20. A chemical pulp, obtainable by a sulfite pulping process and subsequent chlorine-free bleaching, characterized in that it has a degree of brightness of at least 83% ISO and a test sheet produced after beating the pulp (freeness of 25°SR according to DIN-ISO 5267/1) has a strength, expressed as breaking length (measured according to Zellcheming V/12/57), of least 4 km.

21. A chemical pulp according to claim 20, wherein the pulp has a degree of brightness of more than 86% ISO.

22. A chemical pulp according to claim 20 or 21, wherein the pulp is a softwood pulp, in particular spruce pulp and has a breaking length of at least 5.5 km.

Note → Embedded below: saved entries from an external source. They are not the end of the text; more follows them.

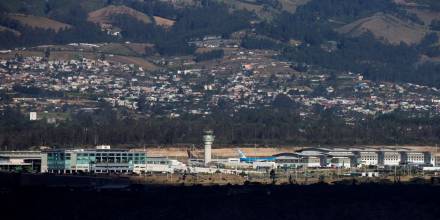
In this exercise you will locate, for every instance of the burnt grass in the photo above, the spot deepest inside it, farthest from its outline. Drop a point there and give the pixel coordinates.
(319, 201)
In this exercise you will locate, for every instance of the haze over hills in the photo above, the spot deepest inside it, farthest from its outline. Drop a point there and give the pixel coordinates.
(297, 71)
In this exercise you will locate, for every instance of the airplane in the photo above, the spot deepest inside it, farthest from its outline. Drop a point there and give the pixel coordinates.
(245, 159)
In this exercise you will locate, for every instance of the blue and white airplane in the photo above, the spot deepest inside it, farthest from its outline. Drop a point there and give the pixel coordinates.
(245, 159)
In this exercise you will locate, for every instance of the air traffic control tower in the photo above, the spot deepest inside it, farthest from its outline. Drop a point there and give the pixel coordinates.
(208, 139)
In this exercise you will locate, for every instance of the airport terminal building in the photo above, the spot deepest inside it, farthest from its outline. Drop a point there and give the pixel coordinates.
(92, 160)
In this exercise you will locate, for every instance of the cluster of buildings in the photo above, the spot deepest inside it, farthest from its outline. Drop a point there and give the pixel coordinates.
(358, 157)
(245, 79)
(103, 159)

23. A chemical pulp according to claim 20 or 21, wherein the pulp is a hardwood pulp, in particular beech pulp and has a breaking length of at least 4 km.

24. A chemical pulp according to claim 20 or 21, wherein the pulp has a kappa number of between 10 and 29.

25. A chemical pulp according to claim 20, 21 or 22, wherein the pulp is a softwood pulp, in particular spruce pulp and has a kappa number of between 15 and 20.

26. A chemical pulp according to claim 20, 21 or 23, wherein the pulp is a hardwood pulp, in particular beech pulp and has a kappa number of between 12 and 18.

27. A chemical pulp according to any of the claims 20 through 26, wherein it is subjected to a beating step following bleaching.

28. A paper or nonwoven prepared from a chemical pulp according to any of the claims 20 through 27.

29. A paper according to claim 28 which is tissue paper.